Well then we’re adding optional fields that will be void on 95% of all data, but will probably confuse developers reading the documentation. I’d prefer to see another data type, or a wrapping data type, e.g. it could be done in the form STATISTICAL_VALUE<DV_QUANTIFIED> where the outer class is adding the extra bits and pieces, and the DV_QUANTIFIED (usually a DV_QUANTITY) carries the original raw value (potentially with its own reference ranges).

thomas.beale · 23 November 2021 11:24

Accuracy in DV_DURATION is a DV_DURATION. See here.

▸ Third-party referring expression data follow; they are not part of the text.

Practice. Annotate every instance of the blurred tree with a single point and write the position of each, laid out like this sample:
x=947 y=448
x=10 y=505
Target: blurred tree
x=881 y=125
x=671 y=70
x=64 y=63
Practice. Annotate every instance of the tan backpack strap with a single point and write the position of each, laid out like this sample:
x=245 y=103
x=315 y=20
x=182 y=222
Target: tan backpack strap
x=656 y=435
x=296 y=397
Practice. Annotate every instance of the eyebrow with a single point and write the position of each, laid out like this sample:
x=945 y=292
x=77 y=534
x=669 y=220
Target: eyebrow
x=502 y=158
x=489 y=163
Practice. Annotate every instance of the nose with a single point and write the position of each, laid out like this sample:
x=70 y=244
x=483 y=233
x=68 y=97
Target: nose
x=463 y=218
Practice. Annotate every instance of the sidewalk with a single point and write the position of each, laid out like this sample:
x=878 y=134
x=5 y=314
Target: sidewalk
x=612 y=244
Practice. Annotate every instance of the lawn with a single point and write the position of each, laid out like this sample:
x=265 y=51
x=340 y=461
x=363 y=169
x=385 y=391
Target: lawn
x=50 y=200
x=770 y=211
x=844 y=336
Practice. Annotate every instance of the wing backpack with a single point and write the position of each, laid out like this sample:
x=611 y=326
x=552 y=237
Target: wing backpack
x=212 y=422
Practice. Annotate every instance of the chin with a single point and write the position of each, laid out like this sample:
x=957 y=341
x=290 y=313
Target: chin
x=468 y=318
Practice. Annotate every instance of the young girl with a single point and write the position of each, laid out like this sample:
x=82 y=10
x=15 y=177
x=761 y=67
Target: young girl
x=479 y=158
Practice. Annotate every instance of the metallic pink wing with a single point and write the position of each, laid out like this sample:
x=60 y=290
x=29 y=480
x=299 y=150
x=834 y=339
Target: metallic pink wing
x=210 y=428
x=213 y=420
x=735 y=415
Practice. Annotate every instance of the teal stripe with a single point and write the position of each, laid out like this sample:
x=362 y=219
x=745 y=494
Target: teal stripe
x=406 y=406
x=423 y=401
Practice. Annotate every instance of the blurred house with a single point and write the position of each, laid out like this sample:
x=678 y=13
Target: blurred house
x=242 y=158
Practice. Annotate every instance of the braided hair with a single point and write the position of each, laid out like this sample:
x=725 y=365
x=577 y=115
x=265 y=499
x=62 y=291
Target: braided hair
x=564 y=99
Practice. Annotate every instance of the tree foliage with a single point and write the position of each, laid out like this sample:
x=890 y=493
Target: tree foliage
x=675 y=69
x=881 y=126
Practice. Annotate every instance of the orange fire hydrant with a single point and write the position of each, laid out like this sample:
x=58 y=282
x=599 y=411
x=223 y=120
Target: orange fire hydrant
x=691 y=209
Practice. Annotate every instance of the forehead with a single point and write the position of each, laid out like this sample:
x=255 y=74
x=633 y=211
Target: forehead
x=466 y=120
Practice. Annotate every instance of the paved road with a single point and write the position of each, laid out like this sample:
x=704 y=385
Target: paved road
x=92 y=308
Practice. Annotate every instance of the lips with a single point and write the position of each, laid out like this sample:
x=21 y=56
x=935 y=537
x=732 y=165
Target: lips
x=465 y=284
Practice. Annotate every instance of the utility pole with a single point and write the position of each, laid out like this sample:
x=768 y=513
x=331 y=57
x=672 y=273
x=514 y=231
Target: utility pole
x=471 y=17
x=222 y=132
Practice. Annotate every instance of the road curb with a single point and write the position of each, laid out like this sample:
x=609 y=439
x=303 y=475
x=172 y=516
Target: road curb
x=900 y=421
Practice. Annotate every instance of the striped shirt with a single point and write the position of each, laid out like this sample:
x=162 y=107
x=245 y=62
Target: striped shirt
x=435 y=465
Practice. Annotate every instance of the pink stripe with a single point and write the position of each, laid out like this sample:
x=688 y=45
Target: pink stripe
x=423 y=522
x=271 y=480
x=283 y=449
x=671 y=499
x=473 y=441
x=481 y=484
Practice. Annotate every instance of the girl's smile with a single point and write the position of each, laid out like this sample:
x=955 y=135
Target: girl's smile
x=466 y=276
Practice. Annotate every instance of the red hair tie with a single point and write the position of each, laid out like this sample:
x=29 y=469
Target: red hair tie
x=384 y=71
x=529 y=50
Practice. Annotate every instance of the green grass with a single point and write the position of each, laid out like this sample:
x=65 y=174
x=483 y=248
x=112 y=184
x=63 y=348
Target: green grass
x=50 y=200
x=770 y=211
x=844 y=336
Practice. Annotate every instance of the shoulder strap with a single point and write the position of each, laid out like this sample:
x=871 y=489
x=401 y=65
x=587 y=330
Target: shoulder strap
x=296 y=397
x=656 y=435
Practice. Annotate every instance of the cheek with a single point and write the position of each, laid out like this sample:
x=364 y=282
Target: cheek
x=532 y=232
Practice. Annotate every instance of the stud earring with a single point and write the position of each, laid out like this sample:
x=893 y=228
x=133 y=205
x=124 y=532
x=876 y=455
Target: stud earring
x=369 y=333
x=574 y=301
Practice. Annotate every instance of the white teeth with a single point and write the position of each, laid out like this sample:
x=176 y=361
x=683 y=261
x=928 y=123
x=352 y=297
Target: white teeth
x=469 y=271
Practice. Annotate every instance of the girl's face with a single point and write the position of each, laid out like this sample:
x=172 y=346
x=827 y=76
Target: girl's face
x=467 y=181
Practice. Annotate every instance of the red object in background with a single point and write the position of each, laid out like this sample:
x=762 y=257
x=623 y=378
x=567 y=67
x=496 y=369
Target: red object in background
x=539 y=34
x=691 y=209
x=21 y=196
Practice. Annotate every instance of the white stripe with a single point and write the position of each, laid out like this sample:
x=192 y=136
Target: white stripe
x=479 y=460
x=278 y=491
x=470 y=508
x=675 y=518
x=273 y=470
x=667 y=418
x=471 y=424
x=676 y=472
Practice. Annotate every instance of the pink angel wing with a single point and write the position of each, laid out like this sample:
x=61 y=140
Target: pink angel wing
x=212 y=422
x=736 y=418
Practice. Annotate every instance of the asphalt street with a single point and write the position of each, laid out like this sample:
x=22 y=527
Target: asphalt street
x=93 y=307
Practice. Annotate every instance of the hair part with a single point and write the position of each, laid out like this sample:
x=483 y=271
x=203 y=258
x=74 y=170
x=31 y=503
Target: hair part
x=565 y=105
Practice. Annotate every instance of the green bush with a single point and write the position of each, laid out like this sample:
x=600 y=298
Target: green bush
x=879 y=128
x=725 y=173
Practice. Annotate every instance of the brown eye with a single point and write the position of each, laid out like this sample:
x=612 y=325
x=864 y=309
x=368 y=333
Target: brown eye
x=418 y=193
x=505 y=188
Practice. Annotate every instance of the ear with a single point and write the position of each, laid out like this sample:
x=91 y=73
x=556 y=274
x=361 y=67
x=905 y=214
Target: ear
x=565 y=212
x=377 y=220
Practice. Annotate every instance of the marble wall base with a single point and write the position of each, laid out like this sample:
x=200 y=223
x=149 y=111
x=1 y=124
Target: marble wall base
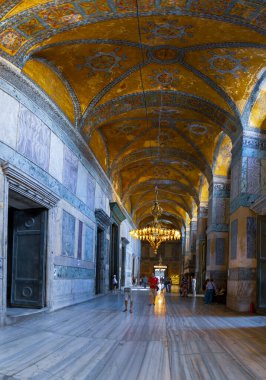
x=240 y=294
x=70 y=292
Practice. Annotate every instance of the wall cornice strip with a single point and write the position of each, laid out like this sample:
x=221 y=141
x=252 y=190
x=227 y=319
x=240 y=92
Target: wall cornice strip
x=28 y=187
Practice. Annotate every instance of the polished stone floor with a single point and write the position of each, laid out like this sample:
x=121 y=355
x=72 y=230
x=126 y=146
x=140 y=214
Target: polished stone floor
x=175 y=339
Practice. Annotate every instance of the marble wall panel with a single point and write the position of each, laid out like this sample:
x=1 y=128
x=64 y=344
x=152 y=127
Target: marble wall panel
x=88 y=251
x=220 y=251
x=80 y=230
x=82 y=183
x=68 y=234
x=234 y=232
x=253 y=175
x=220 y=211
x=33 y=138
x=91 y=192
x=235 y=179
x=251 y=238
x=263 y=177
x=100 y=198
x=208 y=258
x=70 y=170
x=9 y=109
x=56 y=158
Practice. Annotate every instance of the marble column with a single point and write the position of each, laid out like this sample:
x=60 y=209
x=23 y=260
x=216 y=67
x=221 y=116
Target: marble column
x=186 y=255
x=103 y=222
x=193 y=238
x=248 y=178
x=3 y=241
x=218 y=231
x=200 y=269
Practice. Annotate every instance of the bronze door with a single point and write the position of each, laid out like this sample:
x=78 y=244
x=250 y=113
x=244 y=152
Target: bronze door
x=29 y=258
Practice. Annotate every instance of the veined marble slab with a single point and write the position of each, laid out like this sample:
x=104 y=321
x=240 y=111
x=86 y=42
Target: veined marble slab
x=177 y=339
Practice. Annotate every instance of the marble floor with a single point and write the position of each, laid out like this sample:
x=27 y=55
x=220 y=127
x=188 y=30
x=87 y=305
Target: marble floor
x=175 y=339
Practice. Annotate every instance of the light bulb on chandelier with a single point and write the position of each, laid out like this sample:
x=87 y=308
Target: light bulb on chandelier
x=156 y=233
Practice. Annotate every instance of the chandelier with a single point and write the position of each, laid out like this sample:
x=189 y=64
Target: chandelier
x=156 y=233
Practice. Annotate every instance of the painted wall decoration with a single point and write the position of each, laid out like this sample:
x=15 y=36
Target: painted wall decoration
x=68 y=234
x=251 y=238
x=70 y=170
x=234 y=236
x=220 y=251
x=88 y=253
x=33 y=138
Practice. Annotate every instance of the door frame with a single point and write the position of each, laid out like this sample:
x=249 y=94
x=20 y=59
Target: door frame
x=14 y=179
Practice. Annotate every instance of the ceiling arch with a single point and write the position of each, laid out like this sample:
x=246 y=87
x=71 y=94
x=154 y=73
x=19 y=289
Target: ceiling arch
x=149 y=86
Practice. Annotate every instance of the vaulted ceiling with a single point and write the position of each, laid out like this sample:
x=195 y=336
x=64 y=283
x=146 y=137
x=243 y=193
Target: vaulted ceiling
x=149 y=84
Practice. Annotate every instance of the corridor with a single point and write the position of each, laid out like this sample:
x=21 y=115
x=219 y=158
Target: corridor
x=175 y=339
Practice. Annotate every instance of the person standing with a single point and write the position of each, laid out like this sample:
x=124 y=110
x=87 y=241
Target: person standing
x=145 y=281
x=153 y=283
x=210 y=291
x=114 y=283
x=193 y=285
x=128 y=297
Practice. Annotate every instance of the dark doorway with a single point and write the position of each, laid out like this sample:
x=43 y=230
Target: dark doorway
x=99 y=258
x=26 y=261
x=261 y=301
x=114 y=254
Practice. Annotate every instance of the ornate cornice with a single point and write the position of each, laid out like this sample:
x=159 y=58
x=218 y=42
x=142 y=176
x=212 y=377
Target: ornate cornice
x=17 y=85
x=242 y=274
x=28 y=187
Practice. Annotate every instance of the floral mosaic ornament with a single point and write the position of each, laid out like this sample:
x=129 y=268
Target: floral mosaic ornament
x=103 y=62
x=131 y=5
x=164 y=78
x=226 y=63
x=161 y=172
x=96 y=6
x=11 y=41
x=31 y=27
x=167 y=31
x=198 y=129
x=61 y=15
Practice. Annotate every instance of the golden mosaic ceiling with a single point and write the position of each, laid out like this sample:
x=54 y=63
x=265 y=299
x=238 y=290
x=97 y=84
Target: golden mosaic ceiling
x=149 y=84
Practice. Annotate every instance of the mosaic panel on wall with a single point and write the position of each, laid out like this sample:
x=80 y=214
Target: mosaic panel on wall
x=68 y=234
x=33 y=138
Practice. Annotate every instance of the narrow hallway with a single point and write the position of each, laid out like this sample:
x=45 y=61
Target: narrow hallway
x=175 y=339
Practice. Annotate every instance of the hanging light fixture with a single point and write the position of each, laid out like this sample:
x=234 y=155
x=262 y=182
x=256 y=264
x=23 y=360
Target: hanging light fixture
x=156 y=233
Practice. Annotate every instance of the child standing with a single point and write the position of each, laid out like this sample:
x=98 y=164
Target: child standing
x=128 y=299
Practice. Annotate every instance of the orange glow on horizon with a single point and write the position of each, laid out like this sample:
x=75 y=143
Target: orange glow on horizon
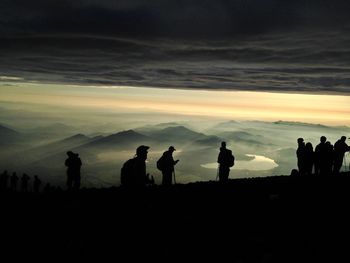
x=329 y=109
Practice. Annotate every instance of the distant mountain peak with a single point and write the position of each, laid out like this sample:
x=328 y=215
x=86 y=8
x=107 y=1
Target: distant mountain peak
x=296 y=123
x=78 y=136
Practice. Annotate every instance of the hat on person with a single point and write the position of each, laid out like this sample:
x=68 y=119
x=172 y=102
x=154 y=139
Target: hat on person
x=142 y=149
x=171 y=148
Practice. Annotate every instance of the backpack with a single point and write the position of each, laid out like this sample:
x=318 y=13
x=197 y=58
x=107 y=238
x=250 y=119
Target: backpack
x=160 y=163
x=126 y=172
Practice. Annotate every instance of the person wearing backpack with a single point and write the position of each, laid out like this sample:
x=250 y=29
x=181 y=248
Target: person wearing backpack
x=133 y=172
x=166 y=164
x=226 y=160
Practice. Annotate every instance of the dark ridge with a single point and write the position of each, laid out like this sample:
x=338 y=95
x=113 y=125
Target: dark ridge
x=272 y=219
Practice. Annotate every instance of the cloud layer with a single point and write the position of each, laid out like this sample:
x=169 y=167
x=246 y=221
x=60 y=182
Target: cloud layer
x=190 y=18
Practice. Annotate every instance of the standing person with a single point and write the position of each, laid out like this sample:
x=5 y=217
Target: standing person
x=321 y=156
x=36 y=184
x=301 y=156
x=13 y=182
x=77 y=176
x=167 y=166
x=309 y=158
x=225 y=160
x=73 y=163
x=340 y=148
x=24 y=182
x=133 y=173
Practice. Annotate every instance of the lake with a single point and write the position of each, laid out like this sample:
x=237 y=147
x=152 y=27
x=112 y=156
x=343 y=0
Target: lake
x=259 y=163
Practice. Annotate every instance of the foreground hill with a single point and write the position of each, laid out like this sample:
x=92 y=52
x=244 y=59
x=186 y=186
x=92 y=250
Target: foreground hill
x=275 y=219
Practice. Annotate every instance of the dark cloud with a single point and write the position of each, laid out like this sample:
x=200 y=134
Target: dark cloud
x=186 y=18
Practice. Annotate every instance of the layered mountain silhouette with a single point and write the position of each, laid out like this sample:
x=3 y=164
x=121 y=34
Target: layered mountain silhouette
x=8 y=135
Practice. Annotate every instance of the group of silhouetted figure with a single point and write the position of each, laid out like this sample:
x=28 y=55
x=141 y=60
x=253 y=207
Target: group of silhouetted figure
x=11 y=183
x=133 y=171
x=325 y=160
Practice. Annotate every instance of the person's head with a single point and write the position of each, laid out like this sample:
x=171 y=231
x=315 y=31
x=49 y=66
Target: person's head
x=142 y=151
x=172 y=149
x=309 y=145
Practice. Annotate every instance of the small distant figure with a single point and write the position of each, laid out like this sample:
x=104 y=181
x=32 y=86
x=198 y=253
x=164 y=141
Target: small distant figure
x=309 y=158
x=36 y=184
x=4 y=180
x=166 y=164
x=301 y=156
x=13 y=182
x=73 y=163
x=321 y=156
x=329 y=159
x=24 y=182
x=226 y=160
x=294 y=172
x=133 y=172
x=47 y=188
x=340 y=148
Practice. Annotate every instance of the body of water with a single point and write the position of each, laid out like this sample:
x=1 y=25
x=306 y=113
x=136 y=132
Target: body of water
x=259 y=163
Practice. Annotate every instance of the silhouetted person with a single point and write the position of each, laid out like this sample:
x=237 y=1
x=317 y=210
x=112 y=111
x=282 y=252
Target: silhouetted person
x=225 y=160
x=24 y=182
x=309 y=158
x=4 y=180
x=320 y=156
x=73 y=163
x=168 y=164
x=301 y=155
x=294 y=172
x=133 y=172
x=47 y=188
x=13 y=182
x=328 y=164
x=340 y=148
x=36 y=184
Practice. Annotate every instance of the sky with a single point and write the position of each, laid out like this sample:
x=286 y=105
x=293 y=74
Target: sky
x=270 y=60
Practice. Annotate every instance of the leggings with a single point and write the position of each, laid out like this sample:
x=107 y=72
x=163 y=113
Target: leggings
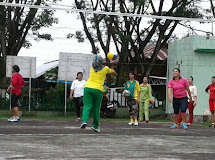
x=78 y=103
x=144 y=105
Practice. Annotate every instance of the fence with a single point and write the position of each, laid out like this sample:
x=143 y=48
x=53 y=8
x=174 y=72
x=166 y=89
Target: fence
x=56 y=102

siljelb · 23 November 2021 11:31

The problem is, Z-scores and percentiles could potentially be used on any clinical measurement, from IQ tests via lab results and head circumferences, to spirometry. I would think it would be used across a larger number of different concepts than reference ranges, which are mainly used for lab results.

thomas.beale · 23 November 2021 11:43

This points even more toward modelling it as something like STATISTICAL_VALUE<DV_QUANTIFIED> because then you can just have a statistical version of any other kind of value.

But we probably need a comprehensive statement of the problem first - maybe a wiki page? I wouldn’t like to half solve this…

siljelb · 23 November 2021 11:48

How would that work in practice?

pieterbos · 23 November 2021 11:57

If a DV_DURATION, I guess that would be represented either in seconds or as a percentage? It’s a bit technical, but very possible to build a user interface that allows input in days/weeks/etc and stored it in seconds or as a percentage.
If DV_QUANTITY with unit weeks, it can be represented as a fraction of weeks, since it is a real number. A bit ugly to represent currently, but it would be correct.
I guess a change to make DV_DURATION.accuracy a iso_duration itself might be better, but it would be a breaking change.

siljelb · 23 November 2021 12:38

Isn’t that for DV_TEMPORAL, which DV_DURATION afaics doesn’t inherit?